23 February To September 3rd Exhibition Hall of the Department of Prints and Drawings

Gondoliers on the Grand Canal, the Leaning Tower of Pisa, and the antiquities of Rome: Numerous photographs by Giorgio Sommer, the Alinari brothers, Carlo Naya, and Robert Macpherson, among others, shaped the image of Italy as a place of longing. From 23 February to 3 September 2023, the Städel Museum is presenting a selection of early photographs of Italy. The exhibition unites altogether ninety major photos of the years 1850 to 1880 from the museum’s own collection, taking visitors on a photographic tour along the best-known routes with stops in Milan, Venice, Florence, Rome, and Naples.

People have been dreaming their way to Italy for generations: the Mediterranean climate, multifaceted natural environment, and wealth of culture and art treasures have long since made the country a favourite travel destination. When the development of the railway system led to a boom in tourism in the second half of the nineteenth century, photography studios opened in the vicinity of the most popular sights. Even before the invention of the picture postcard, the photographic views on sale there were a prized souvenir for travellers, and also sold internationally by mail order. Johann David Passavant, then director of the Städel, began purchasing photos for the museum’s collection as far back as the 1850s. From these prints, both the art-interested public and students of the affiliated art academy were able to get an idea of southern Europe and its artistic and natural treasures. This brought distant countries closer while, simultaneously, the motifs in circulation determined what was considered worth seeing. To this day, the sceneries captured in photographs at that time continue to have an impact..

Philipp Demandt, director of the Städel Museum, on the exhibition: “‘Images of Italy’ invites visitors along on a photographic journey: from Milan, Venice, and Florence to Rome and Naples. At the same time, the show offers insights into the history of the Städel Museum’s photography collection. Johann David Passavant, the museum’s director at the time, recognized the possibility of providing unlimited access to artworks and cultural treasures with the help of the photography medium early on—thus upholding our founder Johann Friedrich Städel’s guiding principle in splendid manner.”

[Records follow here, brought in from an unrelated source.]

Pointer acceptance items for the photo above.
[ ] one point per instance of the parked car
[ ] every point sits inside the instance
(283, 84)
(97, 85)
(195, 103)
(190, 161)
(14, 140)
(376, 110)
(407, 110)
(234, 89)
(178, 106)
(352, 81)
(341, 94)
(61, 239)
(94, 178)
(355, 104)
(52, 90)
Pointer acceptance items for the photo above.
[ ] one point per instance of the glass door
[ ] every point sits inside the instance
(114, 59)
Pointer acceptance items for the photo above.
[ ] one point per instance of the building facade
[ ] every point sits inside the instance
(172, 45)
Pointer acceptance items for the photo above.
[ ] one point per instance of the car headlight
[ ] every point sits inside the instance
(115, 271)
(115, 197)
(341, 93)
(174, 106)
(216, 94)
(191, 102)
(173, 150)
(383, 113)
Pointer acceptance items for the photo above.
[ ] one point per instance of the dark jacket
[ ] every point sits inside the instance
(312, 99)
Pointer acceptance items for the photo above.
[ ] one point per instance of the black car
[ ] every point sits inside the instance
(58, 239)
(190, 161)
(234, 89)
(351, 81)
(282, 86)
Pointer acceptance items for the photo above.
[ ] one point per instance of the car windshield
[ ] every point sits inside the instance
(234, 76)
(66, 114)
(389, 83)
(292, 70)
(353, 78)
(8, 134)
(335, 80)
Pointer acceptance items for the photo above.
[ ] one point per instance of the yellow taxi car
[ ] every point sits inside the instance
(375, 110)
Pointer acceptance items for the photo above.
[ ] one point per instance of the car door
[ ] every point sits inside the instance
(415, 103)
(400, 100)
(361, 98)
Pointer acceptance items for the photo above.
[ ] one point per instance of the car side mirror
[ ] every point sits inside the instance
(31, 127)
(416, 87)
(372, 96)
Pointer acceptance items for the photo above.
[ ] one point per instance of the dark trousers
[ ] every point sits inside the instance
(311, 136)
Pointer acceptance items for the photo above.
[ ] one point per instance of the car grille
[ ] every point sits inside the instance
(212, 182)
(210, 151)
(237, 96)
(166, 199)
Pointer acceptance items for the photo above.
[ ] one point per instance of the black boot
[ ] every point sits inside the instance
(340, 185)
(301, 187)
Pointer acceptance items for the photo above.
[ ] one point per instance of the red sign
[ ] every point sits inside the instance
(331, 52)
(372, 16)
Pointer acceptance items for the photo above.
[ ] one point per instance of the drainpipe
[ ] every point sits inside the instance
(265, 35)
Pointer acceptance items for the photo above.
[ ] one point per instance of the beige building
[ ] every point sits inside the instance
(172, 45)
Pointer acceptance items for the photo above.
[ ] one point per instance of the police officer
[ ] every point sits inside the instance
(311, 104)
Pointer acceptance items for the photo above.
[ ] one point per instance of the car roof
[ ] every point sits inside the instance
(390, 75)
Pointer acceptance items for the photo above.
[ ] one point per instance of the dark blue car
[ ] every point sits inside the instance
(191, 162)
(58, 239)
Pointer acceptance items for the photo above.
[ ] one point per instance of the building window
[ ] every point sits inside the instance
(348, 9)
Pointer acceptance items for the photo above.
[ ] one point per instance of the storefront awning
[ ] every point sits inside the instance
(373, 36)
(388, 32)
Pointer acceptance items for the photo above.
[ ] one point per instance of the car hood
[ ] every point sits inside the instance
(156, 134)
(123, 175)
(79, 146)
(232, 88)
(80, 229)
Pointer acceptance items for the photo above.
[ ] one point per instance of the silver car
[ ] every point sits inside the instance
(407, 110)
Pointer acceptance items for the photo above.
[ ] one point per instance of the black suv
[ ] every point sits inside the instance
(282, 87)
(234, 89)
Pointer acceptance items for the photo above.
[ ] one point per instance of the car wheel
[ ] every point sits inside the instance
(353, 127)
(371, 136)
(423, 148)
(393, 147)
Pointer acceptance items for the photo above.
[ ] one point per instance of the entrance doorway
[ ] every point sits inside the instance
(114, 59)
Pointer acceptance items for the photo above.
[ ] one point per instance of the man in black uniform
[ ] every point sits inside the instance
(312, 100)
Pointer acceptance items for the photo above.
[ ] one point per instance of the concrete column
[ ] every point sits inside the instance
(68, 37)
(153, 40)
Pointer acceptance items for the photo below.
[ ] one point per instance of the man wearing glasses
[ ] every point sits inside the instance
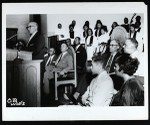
(36, 42)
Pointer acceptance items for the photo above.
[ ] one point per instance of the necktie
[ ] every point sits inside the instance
(58, 60)
(109, 64)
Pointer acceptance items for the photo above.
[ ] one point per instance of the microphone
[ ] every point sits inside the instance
(11, 37)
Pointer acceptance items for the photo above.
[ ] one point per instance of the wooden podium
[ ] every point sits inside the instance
(23, 80)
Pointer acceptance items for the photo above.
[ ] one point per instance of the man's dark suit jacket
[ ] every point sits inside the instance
(37, 46)
(81, 57)
(46, 57)
(117, 80)
(113, 61)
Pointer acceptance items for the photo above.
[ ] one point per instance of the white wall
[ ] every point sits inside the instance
(66, 19)
(15, 20)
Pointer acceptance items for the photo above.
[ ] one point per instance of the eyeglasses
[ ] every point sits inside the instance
(113, 45)
(29, 27)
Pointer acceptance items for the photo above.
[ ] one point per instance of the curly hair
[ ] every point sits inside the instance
(127, 64)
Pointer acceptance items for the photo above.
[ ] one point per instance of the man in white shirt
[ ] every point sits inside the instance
(101, 89)
(62, 34)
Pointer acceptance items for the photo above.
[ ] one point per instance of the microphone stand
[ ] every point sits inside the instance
(18, 59)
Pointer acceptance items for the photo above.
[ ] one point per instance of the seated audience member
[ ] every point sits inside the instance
(90, 44)
(138, 36)
(63, 64)
(101, 89)
(114, 53)
(111, 57)
(102, 41)
(132, 91)
(98, 28)
(81, 57)
(50, 57)
(71, 31)
(138, 23)
(76, 29)
(89, 38)
(114, 24)
(130, 47)
(132, 31)
(104, 36)
(85, 32)
(70, 47)
(126, 24)
(36, 42)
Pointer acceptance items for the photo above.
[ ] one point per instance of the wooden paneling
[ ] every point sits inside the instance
(25, 84)
(11, 54)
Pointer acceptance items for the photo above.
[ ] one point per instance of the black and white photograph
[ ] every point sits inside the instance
(74, 61)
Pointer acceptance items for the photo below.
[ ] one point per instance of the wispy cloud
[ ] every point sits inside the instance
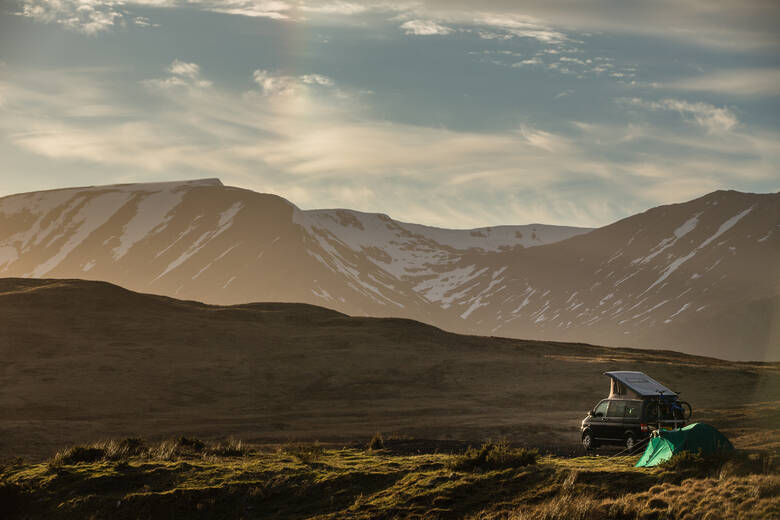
(713, 119)
(87, 16)
(744, 82)
(333, 149)
(740, 25)
(425, 28)
(277, 84)
(182, 74)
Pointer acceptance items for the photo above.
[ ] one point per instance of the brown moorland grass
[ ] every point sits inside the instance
(82, 361)
(349, 483)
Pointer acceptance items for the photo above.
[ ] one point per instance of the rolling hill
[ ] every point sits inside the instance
(699, 277)
(84, 360)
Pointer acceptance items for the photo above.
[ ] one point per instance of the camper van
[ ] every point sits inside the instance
(637, 404)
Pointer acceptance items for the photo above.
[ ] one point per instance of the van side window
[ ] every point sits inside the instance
(601, 408)
(616, 409)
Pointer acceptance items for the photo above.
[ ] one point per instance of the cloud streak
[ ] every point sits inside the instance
(711, 118)
(303, 137)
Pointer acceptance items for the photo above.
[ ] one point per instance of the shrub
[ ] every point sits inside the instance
(77, 454)
(190, 443)
(492, 455)
(304, 452)
(229, 448)
(377, 442)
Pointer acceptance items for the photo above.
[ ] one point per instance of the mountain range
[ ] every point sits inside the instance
(700, 277)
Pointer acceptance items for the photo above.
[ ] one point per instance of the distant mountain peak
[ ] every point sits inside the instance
(698, 276)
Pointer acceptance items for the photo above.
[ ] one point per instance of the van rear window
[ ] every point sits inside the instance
(616, 409)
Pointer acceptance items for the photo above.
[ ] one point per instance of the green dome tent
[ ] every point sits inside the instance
(694, 437)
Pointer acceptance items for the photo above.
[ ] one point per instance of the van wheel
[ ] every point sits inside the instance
(630, 442)
(588, 442)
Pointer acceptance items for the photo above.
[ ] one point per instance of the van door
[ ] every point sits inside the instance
(598, 424)
(614, 423)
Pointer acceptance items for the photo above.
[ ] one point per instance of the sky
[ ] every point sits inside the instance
(448, 113)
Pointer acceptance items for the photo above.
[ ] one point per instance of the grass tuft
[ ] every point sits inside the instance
(377, 442)
(493, 455)
(303, 451)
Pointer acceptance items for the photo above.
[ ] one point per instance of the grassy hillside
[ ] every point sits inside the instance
(82, 361)
(190, 479)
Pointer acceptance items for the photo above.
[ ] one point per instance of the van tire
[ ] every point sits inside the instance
(630, 442)
(588, 442)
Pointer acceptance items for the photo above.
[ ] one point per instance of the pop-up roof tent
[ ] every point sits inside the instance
(696, 437)
(635, 385)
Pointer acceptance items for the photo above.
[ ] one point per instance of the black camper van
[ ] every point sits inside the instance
(637, 405)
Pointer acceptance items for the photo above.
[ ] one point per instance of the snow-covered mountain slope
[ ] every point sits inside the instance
(700, 277)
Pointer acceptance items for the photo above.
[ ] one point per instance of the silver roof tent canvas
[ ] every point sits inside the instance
(635, 385)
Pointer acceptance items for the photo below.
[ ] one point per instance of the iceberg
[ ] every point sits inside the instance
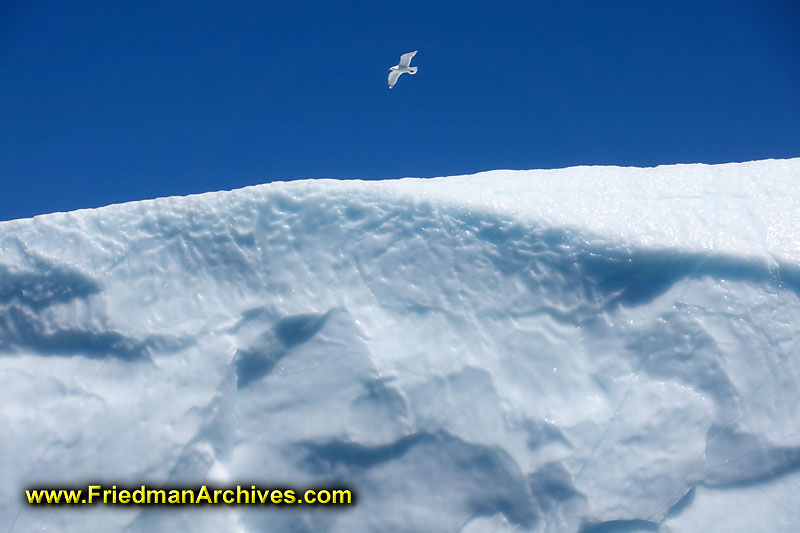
(591, 349)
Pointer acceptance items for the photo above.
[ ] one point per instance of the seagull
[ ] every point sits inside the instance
(402, 68)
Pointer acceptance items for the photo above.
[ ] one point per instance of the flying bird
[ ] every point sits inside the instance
(402, 68)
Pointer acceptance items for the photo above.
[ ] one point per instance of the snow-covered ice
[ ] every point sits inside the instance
(593, 349)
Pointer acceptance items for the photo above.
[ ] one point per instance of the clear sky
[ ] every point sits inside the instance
(105, 101)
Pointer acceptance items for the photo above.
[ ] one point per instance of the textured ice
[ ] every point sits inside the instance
(594, 349)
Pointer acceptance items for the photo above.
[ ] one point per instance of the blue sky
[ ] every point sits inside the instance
(104, 102)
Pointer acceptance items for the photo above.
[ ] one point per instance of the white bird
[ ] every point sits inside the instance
(401, 68)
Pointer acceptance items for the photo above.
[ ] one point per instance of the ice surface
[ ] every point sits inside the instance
(594, 349)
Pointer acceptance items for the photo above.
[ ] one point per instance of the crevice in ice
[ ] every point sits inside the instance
(490, 481)
(259, 358)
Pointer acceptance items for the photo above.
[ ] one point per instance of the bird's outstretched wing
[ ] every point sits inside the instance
(405, 59)
(393, 75)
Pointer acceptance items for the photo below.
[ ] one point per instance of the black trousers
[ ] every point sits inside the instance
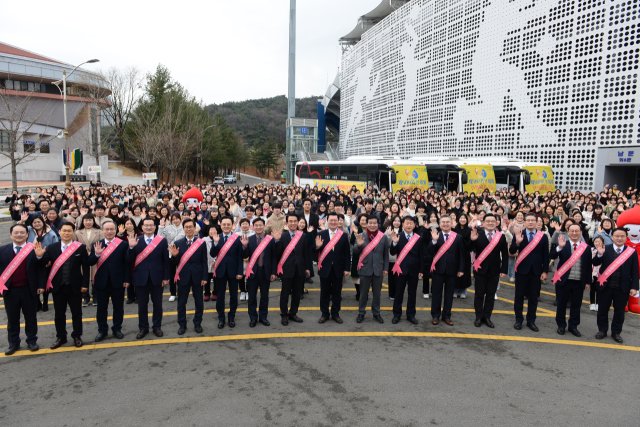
(221, 287)
(258, 281)
(331, 291)
(293, 287)
(20, 299)
(572, 291)
(526, 285)
(117, 299)
(619, 299)
(438, 283)
(486, 287)
(198, 299)
(63, 297)
(403, 281)
(143, 294)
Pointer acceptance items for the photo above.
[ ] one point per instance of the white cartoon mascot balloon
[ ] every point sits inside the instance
(630, 219)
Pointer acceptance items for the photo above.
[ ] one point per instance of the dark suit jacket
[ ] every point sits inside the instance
(411, 265)
(267, 257)
(585, 264)
(498, 260)
(629, 268)
(154, 267)
(452, 261)
(298, 257)
(339, 258)
(79, 279)
(232, 264)
(115, 267)
(538, 260)
(196, 268)
(35, 268)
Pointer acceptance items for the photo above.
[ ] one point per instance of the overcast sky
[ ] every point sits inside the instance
(220, 50)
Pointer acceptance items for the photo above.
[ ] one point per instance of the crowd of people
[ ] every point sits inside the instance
(91, 245)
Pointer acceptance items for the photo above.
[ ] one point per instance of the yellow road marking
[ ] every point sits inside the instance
(323, 335)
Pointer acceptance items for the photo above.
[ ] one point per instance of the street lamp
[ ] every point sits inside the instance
(63, 92)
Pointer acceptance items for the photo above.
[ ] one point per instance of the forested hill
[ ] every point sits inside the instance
(263, 120)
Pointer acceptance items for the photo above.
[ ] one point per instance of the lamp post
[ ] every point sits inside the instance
(63, 92)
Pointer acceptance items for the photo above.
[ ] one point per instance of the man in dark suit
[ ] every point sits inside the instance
(573, 282)
(21, 288)
(531, 269)
(618, 286)
(227, 270)
(261, 273)
(70, 281)
(411, 267)
(332, 269)
(193, 276)
(490, 270)
(374, 267)
(150, 276)
(293, 268)
(447, 268)
(110, 280)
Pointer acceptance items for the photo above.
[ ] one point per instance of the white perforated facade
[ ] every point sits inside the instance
(545, 81)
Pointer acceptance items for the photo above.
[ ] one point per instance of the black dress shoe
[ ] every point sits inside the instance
(12, 349)
(58, 343)
(575, 332)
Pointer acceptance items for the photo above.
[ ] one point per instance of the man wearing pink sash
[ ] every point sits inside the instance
(334, 263)
(573, 276)
(371, 253)
(21, 281)
(617, 279)
(150, 255)
(532, 265)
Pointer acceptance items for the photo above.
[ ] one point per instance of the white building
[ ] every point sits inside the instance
(551, 81)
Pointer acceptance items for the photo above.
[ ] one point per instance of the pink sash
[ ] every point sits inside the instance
(530, 247)
(329, 247)
(194, 247)
(256, 254)
(290, 247)
(485, 253)
(150, 247)
(106, 253)
(567, 265)
(367, 250)
(602, 277)
(445, 247)
(224, 251)
(13, 265)
(396, 268)
(61, 260)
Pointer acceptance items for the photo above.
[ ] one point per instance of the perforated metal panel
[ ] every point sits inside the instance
(546, 81)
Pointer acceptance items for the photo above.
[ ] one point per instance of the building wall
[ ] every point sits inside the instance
(546, 81)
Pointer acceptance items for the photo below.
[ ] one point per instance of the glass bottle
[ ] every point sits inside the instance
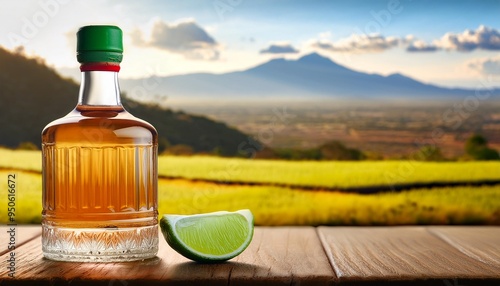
(99, 166)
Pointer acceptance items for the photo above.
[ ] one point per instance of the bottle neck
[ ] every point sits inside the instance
(99, 89)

“The exhibition retraces the unique history of the development of photography in nineteenth-century Italy. The first section looks at how the medium entered the Städel Museum in the form of collection items and took on ever greater importance in connection with the emerging tourist industry. From there the show proceeds to images of Italy’s most important destinations, thus presenting a comprehensive—and singularly striking—stocktaking of its cultural landscape in the period in question. The sights of those days still attract the photographic eye today. The views are often the same ones we travel to now,” comments exhibition curator Kristina Lemke.